Please select a page for the Contact Slideout in Theme Options > Header Options

Oczarowani przez gwiazdy. Recenzja

Oczarowani przez gwiazdy. Recenzja
8 maja 2021 Redakcja DZIECI

Zdaje się, że każdy z nas doznał choć raz w życiu, stojąc w środku nocy w cichym lesie i wpatrując się w rozgwieżdżone niebo, tego przejmującego uczucia, które wypełnia duszę wzruszeniem. Połyskujący nieboskłon budzi respekt, fascynuje i mimowolnie sprawia, że czujemy się onieśmieleni i jednocześnie zachwyceni pięknem tego spektaklu. Trudno wtedy o jakieś słowa, poezja gwiazd mówi sama za siebie. Jednak, gdy jest się dzieckiem odbiera się świat zupełnie inaczej – trudno w takich momentach o ciszę i nabożność, dzieci zazwyczaj zawsze są w ruchu. I w dźwięku.
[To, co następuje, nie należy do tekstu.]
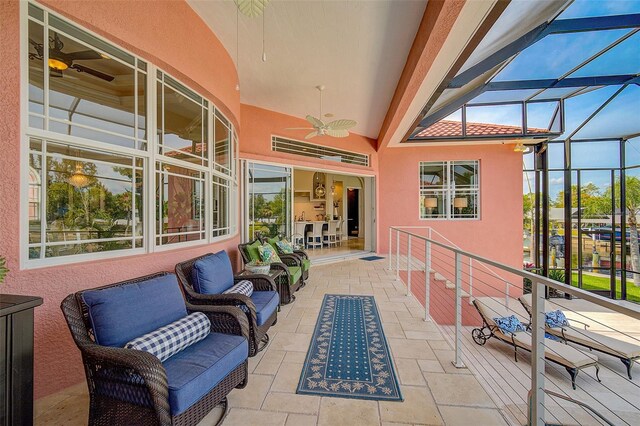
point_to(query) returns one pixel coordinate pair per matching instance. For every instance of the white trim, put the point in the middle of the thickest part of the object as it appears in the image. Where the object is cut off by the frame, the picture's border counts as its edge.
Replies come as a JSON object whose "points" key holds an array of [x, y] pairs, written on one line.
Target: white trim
{"points": [[149, 157]]}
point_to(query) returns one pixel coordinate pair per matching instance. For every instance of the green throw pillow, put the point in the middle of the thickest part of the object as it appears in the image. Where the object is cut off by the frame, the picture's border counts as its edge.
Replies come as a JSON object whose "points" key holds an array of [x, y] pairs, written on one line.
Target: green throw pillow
{"points": [[285, 246], [268, 253], [253, 251]]}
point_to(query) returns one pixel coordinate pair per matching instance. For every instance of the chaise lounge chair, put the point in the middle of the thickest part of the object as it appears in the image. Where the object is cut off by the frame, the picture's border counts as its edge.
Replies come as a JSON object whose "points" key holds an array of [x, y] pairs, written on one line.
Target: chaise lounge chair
{"points": [[570, 358], [627, 352]]}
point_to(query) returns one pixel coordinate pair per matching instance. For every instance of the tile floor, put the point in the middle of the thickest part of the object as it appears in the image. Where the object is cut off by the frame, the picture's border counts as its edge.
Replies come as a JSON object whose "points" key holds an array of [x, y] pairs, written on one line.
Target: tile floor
{"points": [[435, 392]]}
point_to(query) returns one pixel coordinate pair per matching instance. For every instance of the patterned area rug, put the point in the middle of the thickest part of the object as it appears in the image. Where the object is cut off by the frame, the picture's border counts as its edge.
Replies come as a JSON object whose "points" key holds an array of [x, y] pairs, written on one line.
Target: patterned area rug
{"points": [[348, 356]]}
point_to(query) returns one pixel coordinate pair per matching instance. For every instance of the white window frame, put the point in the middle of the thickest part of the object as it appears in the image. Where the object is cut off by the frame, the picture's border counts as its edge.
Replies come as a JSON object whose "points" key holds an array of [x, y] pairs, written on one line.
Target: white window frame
{"points": [[449, 190], [150, 157]]}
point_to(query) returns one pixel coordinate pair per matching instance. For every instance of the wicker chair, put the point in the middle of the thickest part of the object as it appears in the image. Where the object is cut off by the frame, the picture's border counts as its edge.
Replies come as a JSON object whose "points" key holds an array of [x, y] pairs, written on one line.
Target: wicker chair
{"points": [[301, 255], [291, 284], [128, 386], [258, 337]]}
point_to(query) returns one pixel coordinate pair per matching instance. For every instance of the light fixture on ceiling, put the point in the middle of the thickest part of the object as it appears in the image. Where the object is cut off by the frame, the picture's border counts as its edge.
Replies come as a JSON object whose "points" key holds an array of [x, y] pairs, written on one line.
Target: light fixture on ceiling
{"points": [[78, 179]]}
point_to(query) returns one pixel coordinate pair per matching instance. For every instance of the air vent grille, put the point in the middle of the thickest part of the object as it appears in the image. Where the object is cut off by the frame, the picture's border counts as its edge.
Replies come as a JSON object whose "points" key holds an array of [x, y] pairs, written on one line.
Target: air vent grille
{"points": [[306, 149]]}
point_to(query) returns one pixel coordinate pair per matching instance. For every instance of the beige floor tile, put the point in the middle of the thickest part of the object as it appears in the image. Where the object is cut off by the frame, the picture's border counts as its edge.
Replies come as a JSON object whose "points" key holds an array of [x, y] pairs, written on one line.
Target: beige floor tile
{"points": [[270, 362], [253, 395], [462, 416], [352, 412], [287, 378], [291, 342], [409, 372], [430, 366], [418, 407], [244, 417], [301, 420], [458, 389], [292, 403], [416, 349]]}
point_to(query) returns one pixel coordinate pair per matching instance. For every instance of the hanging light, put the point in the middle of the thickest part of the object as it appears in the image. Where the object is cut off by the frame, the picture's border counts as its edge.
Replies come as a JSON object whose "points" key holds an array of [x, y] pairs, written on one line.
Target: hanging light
{"points": [[78, 179]]}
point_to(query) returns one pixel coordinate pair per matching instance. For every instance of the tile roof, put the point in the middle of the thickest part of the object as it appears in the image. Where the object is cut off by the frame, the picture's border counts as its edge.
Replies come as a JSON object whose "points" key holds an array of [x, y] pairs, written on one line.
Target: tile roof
{"points": [[449, 128]]}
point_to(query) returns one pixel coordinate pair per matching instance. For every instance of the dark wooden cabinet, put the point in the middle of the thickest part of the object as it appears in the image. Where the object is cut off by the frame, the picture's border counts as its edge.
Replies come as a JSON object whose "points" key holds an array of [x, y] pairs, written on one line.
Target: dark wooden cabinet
{"points": [[16, 359]]}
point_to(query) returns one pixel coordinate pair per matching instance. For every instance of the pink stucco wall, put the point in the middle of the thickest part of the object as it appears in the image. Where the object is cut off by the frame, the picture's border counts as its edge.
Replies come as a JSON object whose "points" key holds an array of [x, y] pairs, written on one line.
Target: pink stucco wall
{"points": [[159, 34], [259, 124], [498, 232]]}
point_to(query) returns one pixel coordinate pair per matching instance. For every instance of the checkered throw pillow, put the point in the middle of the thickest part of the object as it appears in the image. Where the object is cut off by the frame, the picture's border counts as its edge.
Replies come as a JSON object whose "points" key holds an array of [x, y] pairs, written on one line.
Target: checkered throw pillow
{"points": [[172, 338], [243, 287]]}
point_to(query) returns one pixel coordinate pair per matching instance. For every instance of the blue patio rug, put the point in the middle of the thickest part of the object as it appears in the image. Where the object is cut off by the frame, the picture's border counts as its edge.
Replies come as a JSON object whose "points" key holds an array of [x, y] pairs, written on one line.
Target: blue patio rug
{"points": [[348, 356], [371, 258]]}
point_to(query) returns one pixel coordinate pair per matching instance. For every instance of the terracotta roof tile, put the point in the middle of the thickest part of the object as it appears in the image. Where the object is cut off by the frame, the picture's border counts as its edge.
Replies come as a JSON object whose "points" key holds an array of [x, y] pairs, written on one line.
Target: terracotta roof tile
{"points": [[449, 128]]}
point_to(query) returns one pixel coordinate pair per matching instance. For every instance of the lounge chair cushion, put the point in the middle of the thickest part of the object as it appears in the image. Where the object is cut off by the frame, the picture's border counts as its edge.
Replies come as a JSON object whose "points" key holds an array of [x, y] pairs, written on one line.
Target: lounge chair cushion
{"points": [[172, 338], [193, 372], [212, 274], [556, 319], [266, 304], [295, 272], [268, 254], [253, 251], [120, 314], [510, 324]]}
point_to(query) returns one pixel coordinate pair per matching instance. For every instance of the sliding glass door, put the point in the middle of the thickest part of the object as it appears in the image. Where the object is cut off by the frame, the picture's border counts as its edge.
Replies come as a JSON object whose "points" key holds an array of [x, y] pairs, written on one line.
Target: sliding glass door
{"points": [[267, 203]]}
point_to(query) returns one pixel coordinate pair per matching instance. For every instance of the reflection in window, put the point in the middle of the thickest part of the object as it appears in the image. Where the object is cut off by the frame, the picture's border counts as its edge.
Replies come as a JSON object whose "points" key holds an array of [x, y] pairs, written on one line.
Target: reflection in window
{"points": [[449, 190], [180, 204], [94, 201], [92, 94]]}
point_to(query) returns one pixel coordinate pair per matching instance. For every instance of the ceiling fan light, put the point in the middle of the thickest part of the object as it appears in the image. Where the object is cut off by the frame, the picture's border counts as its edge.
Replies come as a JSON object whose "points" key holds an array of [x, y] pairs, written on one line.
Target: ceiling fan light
{"points": [[57, 64]]}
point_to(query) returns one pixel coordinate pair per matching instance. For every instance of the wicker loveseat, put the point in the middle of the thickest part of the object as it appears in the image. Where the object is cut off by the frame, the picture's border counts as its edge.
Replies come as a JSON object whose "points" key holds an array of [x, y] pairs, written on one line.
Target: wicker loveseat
{"points": [[261, 312], [129, 386], [290, 266], [302, 256]]}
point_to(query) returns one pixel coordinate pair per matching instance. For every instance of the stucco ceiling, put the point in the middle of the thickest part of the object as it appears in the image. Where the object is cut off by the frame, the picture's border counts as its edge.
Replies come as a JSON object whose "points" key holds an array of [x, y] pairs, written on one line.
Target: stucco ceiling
{"points": [[357, 49]]}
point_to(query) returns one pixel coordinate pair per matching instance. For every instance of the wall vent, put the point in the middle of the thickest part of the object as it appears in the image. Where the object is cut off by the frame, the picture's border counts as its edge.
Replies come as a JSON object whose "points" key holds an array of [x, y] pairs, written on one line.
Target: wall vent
{"points": [[291, 146]]}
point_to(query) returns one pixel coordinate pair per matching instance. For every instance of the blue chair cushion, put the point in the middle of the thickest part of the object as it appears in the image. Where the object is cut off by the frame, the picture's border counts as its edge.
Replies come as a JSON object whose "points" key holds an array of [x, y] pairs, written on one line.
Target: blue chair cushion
{"points": [[120, 314], [212, 274], [193, 372], [266, 303]]}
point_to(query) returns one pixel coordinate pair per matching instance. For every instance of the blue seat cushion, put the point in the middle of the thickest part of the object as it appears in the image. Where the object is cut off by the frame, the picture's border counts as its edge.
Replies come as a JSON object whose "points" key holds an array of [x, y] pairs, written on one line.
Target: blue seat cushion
{"points": [[120, 314], [212, 274], [266, 303], [193, 372]]}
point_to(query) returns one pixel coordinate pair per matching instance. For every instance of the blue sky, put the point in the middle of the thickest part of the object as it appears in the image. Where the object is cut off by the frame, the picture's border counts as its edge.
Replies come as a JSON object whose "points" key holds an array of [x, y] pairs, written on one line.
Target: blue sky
{"points": [[556, 55]]}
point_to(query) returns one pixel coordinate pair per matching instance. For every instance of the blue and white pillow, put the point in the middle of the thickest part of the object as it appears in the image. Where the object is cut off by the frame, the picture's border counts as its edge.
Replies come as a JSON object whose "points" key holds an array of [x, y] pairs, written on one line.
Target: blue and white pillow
{"points": [[555, 319], [172, 338], [510, 324], [243, 287]]}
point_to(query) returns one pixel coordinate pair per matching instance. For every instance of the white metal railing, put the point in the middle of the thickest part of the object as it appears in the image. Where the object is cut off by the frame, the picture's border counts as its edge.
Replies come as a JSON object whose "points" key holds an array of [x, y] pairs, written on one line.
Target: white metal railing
{"points": [[424, 250]]}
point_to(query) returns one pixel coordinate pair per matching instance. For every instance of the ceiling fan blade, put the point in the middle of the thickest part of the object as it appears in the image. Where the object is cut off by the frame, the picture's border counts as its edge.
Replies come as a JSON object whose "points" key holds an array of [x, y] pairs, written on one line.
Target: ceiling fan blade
{"points": [[315, 122], [90, 71], [337, 133], [342, 124], [84, 55]]}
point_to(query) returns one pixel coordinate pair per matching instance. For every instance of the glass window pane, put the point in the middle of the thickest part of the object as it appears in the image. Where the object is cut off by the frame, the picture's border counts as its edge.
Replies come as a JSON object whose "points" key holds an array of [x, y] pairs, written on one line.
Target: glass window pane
{"points": [[89, 90], [89, 201], [180, 197]]}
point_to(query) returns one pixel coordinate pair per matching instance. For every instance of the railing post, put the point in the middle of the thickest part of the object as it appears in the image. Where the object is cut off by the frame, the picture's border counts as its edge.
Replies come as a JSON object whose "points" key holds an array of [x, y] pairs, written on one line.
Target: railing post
{"points": [[389, 249], [536, 402], [458, 274], [427, 280], [408, 264], [397, 254], [470, 280]]}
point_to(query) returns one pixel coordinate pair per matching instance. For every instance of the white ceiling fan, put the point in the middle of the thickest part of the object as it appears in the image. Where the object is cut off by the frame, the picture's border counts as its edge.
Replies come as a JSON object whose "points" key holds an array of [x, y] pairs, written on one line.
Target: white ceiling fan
{"points": [[336, 128]]}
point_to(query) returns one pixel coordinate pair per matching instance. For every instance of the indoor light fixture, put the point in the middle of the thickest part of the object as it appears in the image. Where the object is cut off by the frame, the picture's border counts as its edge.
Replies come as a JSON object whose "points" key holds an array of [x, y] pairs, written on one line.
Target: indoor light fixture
{"points": [[78, 179]]}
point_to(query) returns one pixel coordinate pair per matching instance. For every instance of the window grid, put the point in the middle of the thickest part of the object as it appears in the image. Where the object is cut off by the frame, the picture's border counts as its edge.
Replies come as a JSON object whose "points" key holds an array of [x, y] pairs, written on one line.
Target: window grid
{"points": [[449, 190], [144, 153]]}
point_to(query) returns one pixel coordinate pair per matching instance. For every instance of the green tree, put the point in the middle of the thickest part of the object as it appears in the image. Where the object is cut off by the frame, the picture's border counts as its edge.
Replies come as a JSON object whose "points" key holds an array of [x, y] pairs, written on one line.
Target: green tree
{"points": [[632, 207]]}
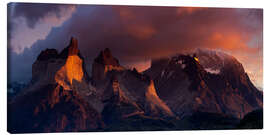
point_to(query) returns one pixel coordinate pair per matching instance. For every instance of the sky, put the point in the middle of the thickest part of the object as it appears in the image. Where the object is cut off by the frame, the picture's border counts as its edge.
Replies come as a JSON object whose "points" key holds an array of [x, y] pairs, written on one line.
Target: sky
{"points": [[134, 34]]}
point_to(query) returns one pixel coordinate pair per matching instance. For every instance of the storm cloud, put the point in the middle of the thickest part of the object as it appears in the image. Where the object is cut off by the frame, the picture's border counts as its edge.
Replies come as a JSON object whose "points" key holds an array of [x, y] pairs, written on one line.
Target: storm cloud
{"points": [[137, 34]]}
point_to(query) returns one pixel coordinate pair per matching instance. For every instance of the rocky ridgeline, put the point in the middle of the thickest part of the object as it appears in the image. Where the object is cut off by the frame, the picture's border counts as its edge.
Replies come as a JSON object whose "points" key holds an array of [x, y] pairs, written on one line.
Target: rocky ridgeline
{"points": [[171, 93]]}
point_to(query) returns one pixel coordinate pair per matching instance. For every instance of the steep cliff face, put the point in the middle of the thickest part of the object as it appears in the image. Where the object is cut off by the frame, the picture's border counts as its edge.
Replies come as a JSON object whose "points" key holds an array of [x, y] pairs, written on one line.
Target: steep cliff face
{"points": [[104, 63], [192, 87], [58, 97]]}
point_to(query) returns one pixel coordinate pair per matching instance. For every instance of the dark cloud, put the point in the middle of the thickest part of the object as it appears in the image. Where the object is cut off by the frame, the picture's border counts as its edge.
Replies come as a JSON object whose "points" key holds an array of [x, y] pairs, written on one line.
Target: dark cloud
{"points": [[33, 12], [137, 34]]}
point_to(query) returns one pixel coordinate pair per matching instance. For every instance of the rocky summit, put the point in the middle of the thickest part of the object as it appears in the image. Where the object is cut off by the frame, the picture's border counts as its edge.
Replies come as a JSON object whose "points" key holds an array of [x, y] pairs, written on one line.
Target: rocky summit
{"points": [[202, 90]]}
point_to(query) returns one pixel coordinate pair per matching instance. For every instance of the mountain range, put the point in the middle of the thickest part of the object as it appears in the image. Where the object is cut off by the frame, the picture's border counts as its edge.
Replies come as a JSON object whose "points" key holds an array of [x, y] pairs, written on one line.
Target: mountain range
{"points": [[204, 90]]}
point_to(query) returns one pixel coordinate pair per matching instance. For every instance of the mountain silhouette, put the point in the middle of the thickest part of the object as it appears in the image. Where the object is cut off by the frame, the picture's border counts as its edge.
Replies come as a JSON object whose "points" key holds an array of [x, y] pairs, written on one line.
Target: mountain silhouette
{"points": [[202, 90]]}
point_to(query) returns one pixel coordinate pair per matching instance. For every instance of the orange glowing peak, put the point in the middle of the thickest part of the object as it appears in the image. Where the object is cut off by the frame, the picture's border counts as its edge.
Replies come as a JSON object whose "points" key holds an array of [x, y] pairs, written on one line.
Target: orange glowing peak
{"points": [[195, 58]]}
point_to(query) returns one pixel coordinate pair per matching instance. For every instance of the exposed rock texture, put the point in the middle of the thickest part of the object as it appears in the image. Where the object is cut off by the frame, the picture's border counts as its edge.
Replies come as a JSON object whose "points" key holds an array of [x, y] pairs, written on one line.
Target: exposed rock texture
{"points": [[207, 90], [184, 84]]}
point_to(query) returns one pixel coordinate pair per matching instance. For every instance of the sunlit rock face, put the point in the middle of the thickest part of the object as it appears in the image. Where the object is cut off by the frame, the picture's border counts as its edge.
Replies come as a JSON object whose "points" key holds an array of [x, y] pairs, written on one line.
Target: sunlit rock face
{"points": [[59, 97], [104, 63], [73, 68]]}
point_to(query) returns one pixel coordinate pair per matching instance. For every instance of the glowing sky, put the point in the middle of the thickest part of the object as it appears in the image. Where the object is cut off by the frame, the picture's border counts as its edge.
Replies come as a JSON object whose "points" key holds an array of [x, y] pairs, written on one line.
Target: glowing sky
{"points": [[134, 34]]}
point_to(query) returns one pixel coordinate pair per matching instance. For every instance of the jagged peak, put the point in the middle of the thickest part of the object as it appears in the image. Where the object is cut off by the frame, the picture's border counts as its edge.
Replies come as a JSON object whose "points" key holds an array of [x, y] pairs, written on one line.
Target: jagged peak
{"points": [[47, 54], [71, 49], [105, 57]]}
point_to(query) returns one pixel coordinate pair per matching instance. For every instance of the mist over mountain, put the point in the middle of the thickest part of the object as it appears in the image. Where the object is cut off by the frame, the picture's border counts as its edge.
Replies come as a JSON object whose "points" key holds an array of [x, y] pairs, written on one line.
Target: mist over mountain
{"points": [[204, 90]]}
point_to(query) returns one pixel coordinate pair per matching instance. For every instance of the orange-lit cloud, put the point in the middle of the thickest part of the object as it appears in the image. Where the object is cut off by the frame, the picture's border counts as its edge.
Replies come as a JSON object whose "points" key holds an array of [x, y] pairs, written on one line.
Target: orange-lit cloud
{"points": [[137, 34]]}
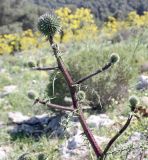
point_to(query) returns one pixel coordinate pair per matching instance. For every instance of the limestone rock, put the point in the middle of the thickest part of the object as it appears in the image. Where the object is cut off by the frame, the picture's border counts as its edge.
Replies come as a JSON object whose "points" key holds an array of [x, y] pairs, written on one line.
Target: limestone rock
{"points": [[99, 120]]}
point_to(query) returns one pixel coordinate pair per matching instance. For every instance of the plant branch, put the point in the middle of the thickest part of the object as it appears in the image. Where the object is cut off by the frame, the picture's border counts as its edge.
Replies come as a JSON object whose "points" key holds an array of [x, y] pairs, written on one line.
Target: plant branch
{"points": [[54, 106], [107, 66], [44, 68], [72, 90], [117, 135]]}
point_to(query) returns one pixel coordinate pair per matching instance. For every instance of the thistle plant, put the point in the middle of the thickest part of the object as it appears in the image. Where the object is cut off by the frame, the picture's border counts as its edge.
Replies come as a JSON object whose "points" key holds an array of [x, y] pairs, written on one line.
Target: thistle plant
{"points": [[49, 25]]}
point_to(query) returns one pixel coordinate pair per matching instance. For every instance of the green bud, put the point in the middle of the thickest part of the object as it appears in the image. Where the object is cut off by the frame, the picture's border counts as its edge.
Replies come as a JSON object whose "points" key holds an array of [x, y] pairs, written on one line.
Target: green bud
{"points": [[31, 64], [81, 95], [32, 94], [114, 58], [133, 100], [49, 24]]}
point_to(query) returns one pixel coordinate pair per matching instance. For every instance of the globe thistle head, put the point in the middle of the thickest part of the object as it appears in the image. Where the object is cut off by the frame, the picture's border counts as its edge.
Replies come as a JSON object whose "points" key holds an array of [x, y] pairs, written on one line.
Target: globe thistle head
{"points": [[133, 100], [114, 58], [31, 64], [81, 95], [49, 24]]}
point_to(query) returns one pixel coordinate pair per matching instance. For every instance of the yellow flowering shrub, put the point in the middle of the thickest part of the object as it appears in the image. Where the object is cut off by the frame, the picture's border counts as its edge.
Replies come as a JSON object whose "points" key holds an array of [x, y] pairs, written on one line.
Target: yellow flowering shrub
{"points": [[77, 25], [112, 26]]}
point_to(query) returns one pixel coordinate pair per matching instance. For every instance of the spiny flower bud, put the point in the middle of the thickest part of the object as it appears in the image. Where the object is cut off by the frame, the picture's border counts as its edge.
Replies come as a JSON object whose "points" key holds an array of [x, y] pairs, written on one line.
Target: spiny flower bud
{"points": [[31, 64], [114, 58], [81, 95], [133, 100], [32, 94], [49, 24]]}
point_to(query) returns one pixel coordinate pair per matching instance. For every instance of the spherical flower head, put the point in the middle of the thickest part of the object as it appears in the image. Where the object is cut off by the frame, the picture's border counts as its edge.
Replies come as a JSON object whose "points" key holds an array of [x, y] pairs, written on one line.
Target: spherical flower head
{"points": [[31, 64], [133, 100], [49, 24], [81, 95], [114, 58], [32, 94]]}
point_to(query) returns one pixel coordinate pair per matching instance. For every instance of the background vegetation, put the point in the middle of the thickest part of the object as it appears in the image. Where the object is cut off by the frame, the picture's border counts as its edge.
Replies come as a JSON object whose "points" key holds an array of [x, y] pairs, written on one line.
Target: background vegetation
{"points": [[92, 30]]}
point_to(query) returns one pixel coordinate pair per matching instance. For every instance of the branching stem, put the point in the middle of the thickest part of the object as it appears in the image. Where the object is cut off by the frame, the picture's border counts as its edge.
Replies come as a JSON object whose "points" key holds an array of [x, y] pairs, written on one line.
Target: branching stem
{"points": [[54, 106], [107, 66]]}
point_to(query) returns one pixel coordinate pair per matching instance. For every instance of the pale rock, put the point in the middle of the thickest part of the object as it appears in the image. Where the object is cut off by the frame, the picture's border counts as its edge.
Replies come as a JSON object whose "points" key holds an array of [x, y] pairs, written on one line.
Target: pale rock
{"points": [[17, 117], [95, 121]]}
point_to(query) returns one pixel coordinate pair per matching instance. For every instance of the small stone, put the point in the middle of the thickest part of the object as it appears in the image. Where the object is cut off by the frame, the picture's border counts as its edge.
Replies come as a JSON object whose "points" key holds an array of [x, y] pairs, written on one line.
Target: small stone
{"points": [[99, 120]]}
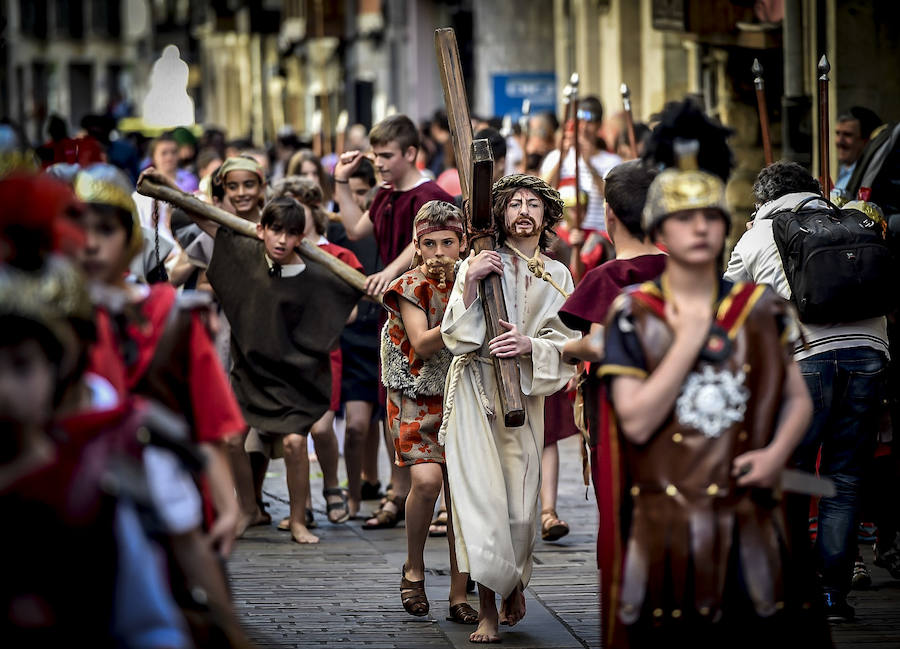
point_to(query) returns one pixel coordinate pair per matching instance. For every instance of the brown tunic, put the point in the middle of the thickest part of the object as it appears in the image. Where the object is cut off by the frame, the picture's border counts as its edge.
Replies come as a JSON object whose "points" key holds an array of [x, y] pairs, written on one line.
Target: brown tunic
{"points": [[282, 329]]}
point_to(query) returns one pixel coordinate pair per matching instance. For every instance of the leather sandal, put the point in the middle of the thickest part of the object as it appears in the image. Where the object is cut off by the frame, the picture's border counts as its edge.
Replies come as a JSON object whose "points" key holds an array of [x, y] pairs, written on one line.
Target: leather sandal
{"points": [[552, 527], [412, 594], [338, 506], [385, 517], [463, 614]]}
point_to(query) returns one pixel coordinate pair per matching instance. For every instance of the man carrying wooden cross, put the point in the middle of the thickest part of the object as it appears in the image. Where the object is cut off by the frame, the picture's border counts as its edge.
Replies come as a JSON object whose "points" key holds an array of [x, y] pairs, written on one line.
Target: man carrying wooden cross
{"points": [[494, 469]]}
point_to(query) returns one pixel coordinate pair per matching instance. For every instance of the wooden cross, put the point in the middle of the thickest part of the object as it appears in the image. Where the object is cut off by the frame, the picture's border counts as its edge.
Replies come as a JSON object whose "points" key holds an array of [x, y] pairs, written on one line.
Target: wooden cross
{"points": [[476, 166]]}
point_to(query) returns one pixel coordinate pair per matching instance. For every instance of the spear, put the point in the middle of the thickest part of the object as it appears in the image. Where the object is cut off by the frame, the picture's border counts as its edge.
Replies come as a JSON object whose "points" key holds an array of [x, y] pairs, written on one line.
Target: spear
{"points": [[760, 85], [341, 130], [567, 103], [526, 130], [579, 217], [629, 117], [824, 127]]}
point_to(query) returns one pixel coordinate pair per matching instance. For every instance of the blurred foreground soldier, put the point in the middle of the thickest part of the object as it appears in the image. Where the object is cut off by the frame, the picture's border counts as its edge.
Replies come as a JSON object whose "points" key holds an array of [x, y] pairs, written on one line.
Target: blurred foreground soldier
{"points": [[494, 471], [75, 569], [844, 363], [708, 407]]}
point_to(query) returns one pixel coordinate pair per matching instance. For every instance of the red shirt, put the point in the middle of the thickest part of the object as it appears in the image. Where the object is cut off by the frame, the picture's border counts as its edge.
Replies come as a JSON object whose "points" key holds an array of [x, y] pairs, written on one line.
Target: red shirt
{"points": [[215, 414], [591, 299], [393, 212]]}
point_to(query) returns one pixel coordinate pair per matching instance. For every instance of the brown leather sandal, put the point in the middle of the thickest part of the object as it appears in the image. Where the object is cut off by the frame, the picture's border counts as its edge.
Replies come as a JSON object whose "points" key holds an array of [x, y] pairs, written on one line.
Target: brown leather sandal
{"points": [[386, 518], [412, 594], [463, 614], [552, 527]]}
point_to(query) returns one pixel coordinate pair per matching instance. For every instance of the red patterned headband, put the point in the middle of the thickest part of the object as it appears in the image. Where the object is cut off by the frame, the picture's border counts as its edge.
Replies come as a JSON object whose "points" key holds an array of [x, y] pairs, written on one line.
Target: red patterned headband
{"points": [[427, 228]]}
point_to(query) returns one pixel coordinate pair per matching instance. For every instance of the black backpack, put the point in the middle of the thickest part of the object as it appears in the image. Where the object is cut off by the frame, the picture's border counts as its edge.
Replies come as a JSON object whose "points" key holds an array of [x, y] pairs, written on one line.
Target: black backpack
{"points": [[837, 263]]}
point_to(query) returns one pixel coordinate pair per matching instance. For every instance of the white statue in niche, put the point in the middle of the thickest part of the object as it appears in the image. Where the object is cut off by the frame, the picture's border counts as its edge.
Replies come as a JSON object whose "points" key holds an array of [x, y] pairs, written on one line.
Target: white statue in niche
{"points": [[167, 103]]}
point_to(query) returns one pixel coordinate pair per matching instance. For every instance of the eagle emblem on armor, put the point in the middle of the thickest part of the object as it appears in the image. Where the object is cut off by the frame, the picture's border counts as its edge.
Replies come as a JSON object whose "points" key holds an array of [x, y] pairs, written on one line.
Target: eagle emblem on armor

„Mru Mru i gwiazda” fińskiej autorki Kaisy Happonen (wyd. Widnokrąg, 2021) to kontynuacja pięknej i silnie działającej na zmysły serii o przygodach małej niedźwiedzicy. Urocza mieszkanka lasu często boryka się ze swoją niepokorną osobowością, choć ostatecznie jej wyróżniający się na tle pozostałych zwierząt charakter przynosi leśnej społeczności wiele korzyści. Tej nocy gromada z pokorą spogląda w rozgwieżdżone niebo, milcząc znacząco i oczekując tego od wszystkich towarzyszy tej sceny. Mru Mru miała z tym jednak problem, na nic zdało się naśladowanie Wielkiej, jej główkę wypełniały setki pytań, które jednak przeszkadzały sowie i liskowi w nocnej kontemplacji.

– Ciiii! – zarządziła sowa.
– Cisza! – fuknął lis.

Temperament Mru Mru cechuje się tym, że trudno go po prostu nastroić na spokojne siedzenie. Mała niedźwiedzica zaczęła więc wędrówkę – wspinaczka na wysokie drzewo otworzyła jej oczy. A także zrodziła kolejne pytania. Bliskość kosmosu i jego tajemnic przyniósł Mru Mru ważne odkrycia natury filozoficznej, co odmieniło bieg tej opowiastki, naprowadzając fabułę na bardzo wzruszające tory.

Anne Vasko perfekcyjnie kreuje niedopowiedzenie nocy, zestawiając głęboką, aksamitną niemal czerń z malarskim błękitem. Jej charakterystyczne ilustracje – obrazy zbudowane z nakładających się fakturowych plam koloru mogą przywoływać echa eksperymentów malarskich Erica Carle. Plamy, plamki, kropki, smugi ujęte w formy o zamkniętym zgeometryzowanym kształcie karmią oczy czytelnika i podkreślają poetykę tekstu.

A słowo w tej książce to tylko pretekst do snucia opowieści o życiu, miłości, czasie, trwaniu, wzrastaniu, przemijaniu… Osadzone w przejmująco pięknej naturze przynosi kojącą i czułą świadomość tego, że jesteśmy elementem niezwykłej kosmicznej harmonii, niezależnie od naszych temperamentów.